For us LangChain actually caused more problems than it solved. We had a system in production which after working fine a few weeks suddenly started experiencing frequent failures (more than 30% of requests). On digging it seems that LangChain sets a default timeout of 60 seconds for every requests. And this behaviour isn't documented! Such spurious decisions made by LangChain are everywhere, and will all eventually come back to bite. In the end we replaced everything with vanilla request clients. Definitely not recommended to build a system on a library that provides very limited value while hiding a huge amount of details and decisions from you.
This is my experience too. While I'd really love the Open Source models to catch up, currently they struggle even with dead-simple summarization tasks: they hallucinate too much, or omit essential points. ChatGPT don't often hallucinate when summarizing, only when answering questions.
This is hugely misleading. If your bot just memorizes Shakespeare and output segments from memorization, of course nobody can tell the difference. But as soon as you start interacting with them the difference can't be more pronounced.
>With these two evaluation sets, we conducted a blind pairwise comparison by asking approximately 100 evaluators on Amazon Mechanical Turk platform to compare the quality of model outputs on these held-out sets of prompts.

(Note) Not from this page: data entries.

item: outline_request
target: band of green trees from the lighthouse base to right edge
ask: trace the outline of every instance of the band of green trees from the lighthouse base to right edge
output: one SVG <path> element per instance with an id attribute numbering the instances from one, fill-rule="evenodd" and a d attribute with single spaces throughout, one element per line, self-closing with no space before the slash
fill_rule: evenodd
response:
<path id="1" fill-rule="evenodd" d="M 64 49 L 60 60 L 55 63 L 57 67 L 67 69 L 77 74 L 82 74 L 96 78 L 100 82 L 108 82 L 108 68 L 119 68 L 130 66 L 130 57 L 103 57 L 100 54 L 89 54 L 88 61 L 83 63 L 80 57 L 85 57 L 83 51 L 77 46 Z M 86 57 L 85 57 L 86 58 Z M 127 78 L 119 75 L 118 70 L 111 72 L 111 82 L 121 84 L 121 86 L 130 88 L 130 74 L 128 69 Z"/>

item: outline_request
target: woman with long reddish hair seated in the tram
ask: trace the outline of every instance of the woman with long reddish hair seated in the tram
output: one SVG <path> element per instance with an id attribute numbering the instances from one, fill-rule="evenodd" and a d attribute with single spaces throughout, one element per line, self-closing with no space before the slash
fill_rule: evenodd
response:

In the ratings interface, we present each rater with an input prompt and the output of two models. They are then asked to judge which output is better (or that they are equally good) using criteria related to response quality and correctness.
No, it's not just memorising shakespeare, real humans interacted with the models and rated them.
That's not what I meant by interaction. The evaluator had to ask the models to do tasks for them that they thought of by their own. Otherwise there are just too many ways that information could have leaked.
OpenAI's model isn't immune from this either, so take any so-called evaluation metrics with a huge grain of salt. This also highlights the difficulties of properly evaluating LLMs: any metrics, once set up, can become a memorization target for LLMs and lose their meaning.
Are you sure? I have yet to see any evidence that anyone at all (including Google) has built a model (or a "platform" as you prefer to refer to them) that can follow instructions as well as 50% of ChatGPT, let alone GPT-4. I don't think any amount of work in LangChain and vector databases is enough to fix this: you really need a strong base model that is trained to align with human intentions well. Of course if you just want a bot that can answer free-form simple questions, then maybe people can't tell the difference. Just give them some real work to do and it becomes glaringly obvious.
Vector databases such as Milvus are only there to help reduce/minimize hallucinations rather than get rid of them completely. Until we have a model architecture that can perform completion from the _prompt only_ rather than pre-training data, hallucinations will always be present.
This is a chatbot model you can run on your own computer with a powerful graphics card. It is not as good as GPT-4 but it has not been "locked down" the way GPT-4 is and can be asked to do things GPT-4 would refuse to do.